[Date Prev][Date Next][Thread Prev][Thread Next]
- Subject: Re: LuaJIT performance query
- From: Mike Pall <mikelu-0806@...>
- Date: Sun, 15 Jun 2008 22:36:51 +0200
> In the case of math.sin, you know a fair amount about its semantics. But
> does this sort of table access lifting run into trouble in the presence
> of storage allocations which could trigger GC work which could run __gc
> metamethods which could muck with the contents of global tables? (I'm
> not saying that they should, but they could.)
I'm currently handling this by just dropping to the interpreter if
the GC needs to be driven forward. This is in the hope that the GC
threshold has not been reached in the common case. I think this is
not an unreasonable restriction since the current memory allocator
is dead slow anyway. So if you're going to allocate and collect
tons of objects, this time will dominate anything else in the loop
a JIT compiler could possibly speed up.
I probably will need to revise this, if I get around to redesign
the memory allocator and the GC. Not in the first release, though.
BTW: abstractly seen, the need to run __gc metamethods inside a
loop only arises if userdata objects are continuously allocated
inside the same loop, too. This would necessitate calling an
external C function. But the trace recorder aborts recording if it
encounters a call to a function with arbitrary side effects.
Even if I later add such a capability, most optimizations would
have to be turned off across such calls. I'm not sure the added
complexity pays off. The interpreter is written in assembler and
is already quite fast (2x-4x over plain Lua).
> It seems like a JIT would
> benefit from some way to have JIT'd code be listed as being dependent on
> a particular table and have it get discarded in the event that anyone
> writes to that table.
I thought so, too. At least initially. But I've experimented with
quite a few cache invalidation mechanisms, and have come to the
conclusion that these don't pay off. At least not for the compiler
I'm writing now.
Seen from another level, the SSA IR generated by the trace
recorder is just a pure functional representation of a part of the
same program. No side-effects, no mutable stores -- greatly
simplifies analysis. Anything outside the trace is handled by side
exits, anything inside the trace can be completely analyzed and
This means there cannot be any "impure" writes inside a loop. And
all preconditions are checked just once before the loop. Yes, this
is a very simple approach. But I don't think it's slower than
handling complex, and possibly interdependent cache invalidations.
[ Ok, there's one instance of negative caching in Lua (and LuaJIT)

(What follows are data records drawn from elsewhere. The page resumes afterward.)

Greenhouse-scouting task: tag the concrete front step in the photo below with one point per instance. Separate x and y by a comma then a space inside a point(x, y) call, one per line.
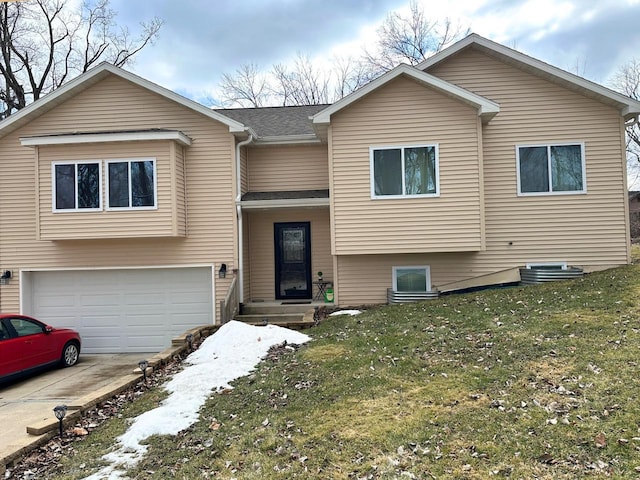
point(276, 308)
point(293, 320)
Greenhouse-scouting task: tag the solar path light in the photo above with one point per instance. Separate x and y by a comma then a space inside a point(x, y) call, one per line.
point(60, 411)
point(143, 364)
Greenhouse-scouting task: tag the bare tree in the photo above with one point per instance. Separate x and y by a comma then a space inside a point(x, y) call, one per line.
point(627, 81)
point(248, 87)
point(409, 39)
point(302, 83)
point(43, 43)
point(349, 74)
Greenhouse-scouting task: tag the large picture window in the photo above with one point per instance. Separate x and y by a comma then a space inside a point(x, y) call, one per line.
point(131, 183)
point(548, 169)
point(76, 186)
point(404, 171)
point(412, 279)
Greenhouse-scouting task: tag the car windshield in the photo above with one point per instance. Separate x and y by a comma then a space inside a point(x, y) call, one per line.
point(25, 327)
point(4, 333)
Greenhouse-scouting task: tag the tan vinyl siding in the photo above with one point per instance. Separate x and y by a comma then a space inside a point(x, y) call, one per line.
point(288, 168)
point(261, 247)
point(161, 221)
point(179, 192)
point(405, 113)
point(589, 229)
point(364, 279)
point(244, 182)
point(110, 105)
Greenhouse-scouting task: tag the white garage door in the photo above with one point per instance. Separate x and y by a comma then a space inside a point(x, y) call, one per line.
point(138, 310)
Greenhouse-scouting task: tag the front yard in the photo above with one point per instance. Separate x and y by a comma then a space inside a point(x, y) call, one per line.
point(523, 382)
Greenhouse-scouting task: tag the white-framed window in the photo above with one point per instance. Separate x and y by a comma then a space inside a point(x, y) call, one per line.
point(551, 169)
point(404, 171)
point(412, 278)
point(76, 186)
point(548, 265)
point(131, 184)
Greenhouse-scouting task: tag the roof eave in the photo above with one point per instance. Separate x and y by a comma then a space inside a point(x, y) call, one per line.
point(486, 108)
point(288, 139)
point(93, 76)
point(283, 203)
point(627, 106)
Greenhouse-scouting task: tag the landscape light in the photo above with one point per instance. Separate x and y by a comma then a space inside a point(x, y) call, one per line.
point(143, 364)
point(60, 411)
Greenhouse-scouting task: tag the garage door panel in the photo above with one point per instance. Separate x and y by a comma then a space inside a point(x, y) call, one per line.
point(124, 310)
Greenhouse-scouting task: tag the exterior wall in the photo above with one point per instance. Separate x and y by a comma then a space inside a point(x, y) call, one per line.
point(178, 190)
point(244, 181)
point(110, 105)
point(364, 279)
point(584, 229)
point(588, 230)
point(161, 221)
point(261, 247)
point(288, 168)
point(406, 113)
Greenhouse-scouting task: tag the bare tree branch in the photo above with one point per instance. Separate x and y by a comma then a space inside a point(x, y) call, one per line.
point(246, 88)
point(43, 42)
point(409, 39)
point(627, 81)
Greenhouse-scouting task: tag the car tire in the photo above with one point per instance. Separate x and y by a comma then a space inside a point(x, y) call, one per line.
point(70, 354)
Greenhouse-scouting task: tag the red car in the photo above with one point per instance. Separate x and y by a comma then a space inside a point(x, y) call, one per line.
point(28, 345)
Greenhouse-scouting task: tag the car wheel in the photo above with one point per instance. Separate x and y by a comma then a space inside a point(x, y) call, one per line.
point(70, 354)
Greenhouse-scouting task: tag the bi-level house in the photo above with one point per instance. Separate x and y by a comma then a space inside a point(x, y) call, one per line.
point(131, 213)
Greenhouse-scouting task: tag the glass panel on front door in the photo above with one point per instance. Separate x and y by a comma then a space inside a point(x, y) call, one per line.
point(293, 260)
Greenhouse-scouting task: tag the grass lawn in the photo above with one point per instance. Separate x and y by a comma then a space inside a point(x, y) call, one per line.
point(522, 382)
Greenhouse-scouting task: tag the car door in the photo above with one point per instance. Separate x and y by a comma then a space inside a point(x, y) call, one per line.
point(32, 343)
point(11, 358)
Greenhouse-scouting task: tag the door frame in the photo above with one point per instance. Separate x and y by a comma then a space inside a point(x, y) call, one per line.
point(277, 229)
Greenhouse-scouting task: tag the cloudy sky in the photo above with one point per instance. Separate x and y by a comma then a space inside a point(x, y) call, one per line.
point(202, 39)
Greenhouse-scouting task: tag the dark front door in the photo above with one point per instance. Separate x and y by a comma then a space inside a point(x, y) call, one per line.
point(293, 260)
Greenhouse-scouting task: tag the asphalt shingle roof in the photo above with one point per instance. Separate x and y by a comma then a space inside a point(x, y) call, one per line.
point(275, 121)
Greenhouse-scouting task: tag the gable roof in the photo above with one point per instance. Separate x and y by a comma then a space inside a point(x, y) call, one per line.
point(628, 107)
point(486, 108)
point(93, 76)
point(275, 123)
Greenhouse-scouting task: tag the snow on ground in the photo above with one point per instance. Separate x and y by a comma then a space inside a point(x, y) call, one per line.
point(232, 352)
point(345, 312)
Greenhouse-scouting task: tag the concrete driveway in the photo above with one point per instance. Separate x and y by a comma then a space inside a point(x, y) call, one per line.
point(30, 401)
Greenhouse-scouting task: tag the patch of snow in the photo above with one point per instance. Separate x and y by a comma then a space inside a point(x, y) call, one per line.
point(232, 352)
point(345, 312)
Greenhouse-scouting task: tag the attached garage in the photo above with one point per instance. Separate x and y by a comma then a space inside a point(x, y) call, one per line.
point(122, 310)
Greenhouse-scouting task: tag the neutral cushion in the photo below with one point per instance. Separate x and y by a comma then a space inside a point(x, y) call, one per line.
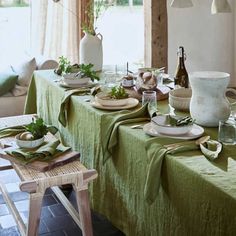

where a table stores a bit that it does not hold certain keys (a
couple of metamethod names). This cache is cleared on every write
and rebuilt when the metamethod lookup fails. This turns out to be
very effective, since metatables are usually never modified after
they are attached to an object. ]
While thinking about adding some complex mechanism, I'm always
reminded of this quote:
"The price of reliability is the pursuit of the utmost simplicity."
-- C. A. R. Hoare
> I think I just partly answered my own question about the potential ill
> effecs of __gc metamethods on caching. Since the specification doesn't
> say exactly when they run, it's probably possible to assume that all of
> the code that depends on the cache executes ahead of the __gc routine. I
> think that only holds up though if there are no loads or stores in the
> loop since otherwise the loop code could interact with the __gc code.
Well, my perspective on it (as a VM designer) is that __gc
metamethods shall not have any visible side-effects or their
effect on execution is undefined. As you've already pointed out,
there is no deterministic guarantee that they run before, inside
or after a particular loop.
I presume that if we had an authoritative Lua language spec (and
not just the docs for a particular implementation) it would
certainly make clear that __gc metamethods must not have any
visible side-effects on code that may run them indirectly by
driving the GC forward. E.g. they must not throw an error (it's
not caught and leaks through unrelated code -- happy debugging).